There is no obligation to own 100% of the share, however, the more shares you hold in the property, the lower your costs will be. A Shared Ownership agreement works on the basis that rent is paid on the shares not owned. The combined total of the mortgage and rent should cost less than paying for a mortgage to own the property outright.

Read our Shared Ownership FAQ for more information.

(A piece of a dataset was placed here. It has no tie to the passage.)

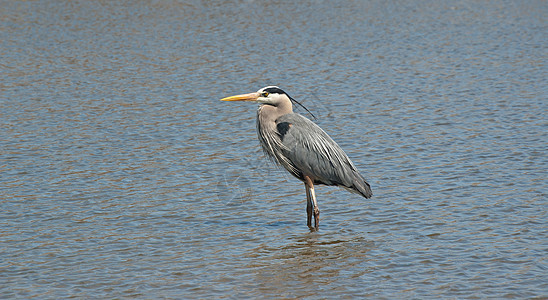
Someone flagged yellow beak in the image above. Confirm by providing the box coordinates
[221,93,259,101]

What are the benefits of staircasing?

Aside from eventually owning 100% of your home, there are a number of other benefits that come with staircasing:

  • Staircasing is an easier option to owning a home when funding and mortgage can be an issue. In certain situations, it may not always be easy to secure a larger mortgage to cover the total price of a home. Staircasing lets you incrementally purchase more of your home as and when money is available to you.
  • When considering selling your home, the higher the share that you own, the more profit is available to you if the value of your home has increased
  • Once you own 100% of your home, you are entitled to sell it on the open market to anyone who is interested. This avoids the restrictions placed on the buyer criteria. But be aware, there might be certain covenants in your agreement with the Housing Association that restricts the property from being sold on the open market.
  • Buying more shares in your home reduces the amount of rent that is owed to the Housing Association, making it more affordable.

How many times can I staircase?

You can only purchase a new share a total of 3 times. Generally, when you first purchase a share in a Shared Ownership property, the lowest share available is 25%. Therefore, if you had to purchase more shares on your property, you have to do so in 25% pieces until you reach 100%.

What costs are involved with staircasing?

  • A mortgage that you have taken in addition to your initial purchase
  • Cost to survey the property
  • A fixed conveyancing fee from your chosen Solicitor
  • Stamp Duty
  • Any rent in arrears on completion of your staircase purchase
  • You can calculate the associated costs with this useful online calculator: https://www.sharetobuy.com/staircasing-mortgages/staircasing-calculator

How do I staircase?

Step 1

When you have decided that you would like to purchase more shares in your property, you should firstly determine if you are eligible for a re-mortgage from your mortgage broker. You will also need to make sure that you have additional funds to cover any additional service fees.

Step 2

In the first instance, contact the Housing Association to receive an application form for a valuation and to see if you are eligible to purchase more shares in the property.

Step 3

The valuation will be arranged by the housing association and will only be valid for 3 months. It is essential that you have as much information as possible ready for the valuation to ensure it goes through.

Step 4

Once the valuation has been completed, the Housing Association will set out a price for the remaining shares. At this point, a Solicitor or Conveyancer will have to be appointed by you to act on your behalf. We offer conveyancing servicers across our offices in Banbury, Bicester, Brackley and Buckingham. We are CQS accredited and offer expert advice at a fixed fee. All the relevant paperwork in the staircase is then drafted and approved by the appointed Solicitor.

Step 5

If both parties are happy with the staircasing application and documentation, the staircase is complete and you now own more shares in your property. Your Solicitor will register the legal documents as evidence to your entitlement to the additional shares.

What happens when I own the property 100%?

If you own a flat:

If you are a flat owner, and have staircased to 100%, this will be placed on a leasehold agreement. This means that even though you are the lease owner of the flat, you will still be required to pay for a service charge and management fee for the grounds.

If you own a home:

Your purchase will be on a freehold agreement. This freehold will be transferred in your name once 100% of the share is owned.